Quelques mots sur l’œuvre déconcertante de Raymond Federman permettront peut-être de mieux cerner les difficultés auxquels ces auteurs s’affrontent. Émigré aux États-Unis, l’écrivain est aujourd’hui trop peu lu en France malgré le caractère résolument novateur de ses textes. Ostensiblement expérimentale et postmoderne, son œuvre se situe en porte-à-faux avec les attentes du lecteur quant à la mémoire de la Shoah. Plus : elle s’en joue en développant une esthétique délibérément anti-mimétique. Fransiska Louwagie nous en donne un aperçu en étudiant La Fourrure de ma Tante Rachel en parallèle de sa version anglaise, traduite par l’auteur lui-même. L’accumulation de digressions y retarde sans cesse l’histoire de la tante Rachel qui ne sera pas racontée au lecteur alors qu’elle lui est promise continuellement. C’est dans ce jeu, qui rappelle par certains aspects Jacques le fataliste de Diderot, que se tient l’absence fondamentale, le manque premier chez Federman : celui lié à l’anéantissement de plusieurs membres de sa famille. Ce vide, on le comprend, s’exprime à l’opposé de la manière dont il se manifeste chez Perec, en particulier dans W ou le souvenir d’enfance qui est un texte troué de silences, de ruptures, de béances. À l’incapacité à dire les camps et la mort de la mère chez Perec, répond cette parole intempestive, bavarde et digressive qui, dans sa prolifération même, ne cesse de témoigner du manque dont elle provient et qu’elle ne parvient jamais à recouvrir. La parole prolixe est à la fois ce qui masque la disparition et ce qui l’exhibe.

Tous ces auteurs partagent ainsi, comme l’indique Fransiska Louwagie, une propension, souvent plus forte que chez leurs prédécesseurs, à théoriser leur rapport à l’événement, à la mémoire et à l’écriture qui en résulte. Cette tendance correspond à ce que l’essai appelle une « surconscience postmémorielle » (43), terme forgé en référence au concept de « surconscience linguistique » que Lise Gauvin analyse pour les auteurs francophones postcoloniaux chez qui la langue ne va pas soi. En l’occurrence, dans cette littérature d’après, c’est la mémoire qui ne revêt aucune forme d’évidence, et peut-être encore moins de légitimité, comme on le voit très nettement dans W ou le souvenir d’enfance de Perec où l’auteur ne parvient à aborder le génocide que par l’entremise d’une fiction, une utopie au sujet d’une île appelée W et où le sport règne en maître. Celle-ci se révèle peu à peu être un terrible reflet de l’univers concentrationnaire.
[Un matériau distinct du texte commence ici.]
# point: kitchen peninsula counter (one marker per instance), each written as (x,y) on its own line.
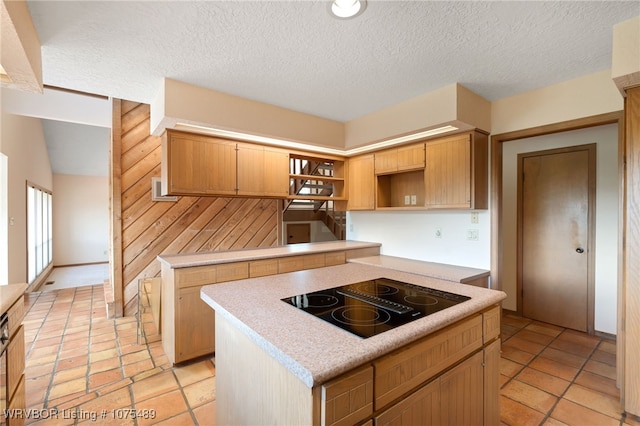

Il y a là une substitution essentielle : à la place du discours autobiographique incapable de dire ce qui n’a pas été vécu, ce dont on n’est pas le témoin, se tient une fiction qui ne pourra exprimer les choses que de manière indirecte et approximative. Et c’est d’ailleurs fréquemment dans le rapport au langage que cette « surconscience postmémorielle » se dévoile, comme en attestent les jeux sur la langue, en particulier chez Federman et Perec. Le plus exemplaire d’entre eux est certainement ce lipogramme qui, dans La Disparition de Perec, supprime la lettre e dans l’ensemble des trois cent pages du roman. Or, lu en regard de son intrigue où des personnages appartenant à une même famille disparaissent les uns après les autres sans qu’on ne retrouve jamais leur corps, cette ablation de la lettre e ne peut plus être tenue pour un simple jeu gratuit ou virtuose : c’est l’image implicite et glaçante d’une élimination arbitraire et mathématique, la métaphore implacable d’une extermination en série. Et c’est surtout le signe que cet anéantissement, qui n’a pas été vécu directement, se dit souvent, pour ces générations d’après, dans l’oblique d’un rapport à la langue et à l’écriture que la Shoah détermine elle-même en profondeur.

Fransiska Louwagie, Témoignage et littérature d’après Auschwitz, Rodopi/Brill, « Faux Titre », juin 2020, 383 p.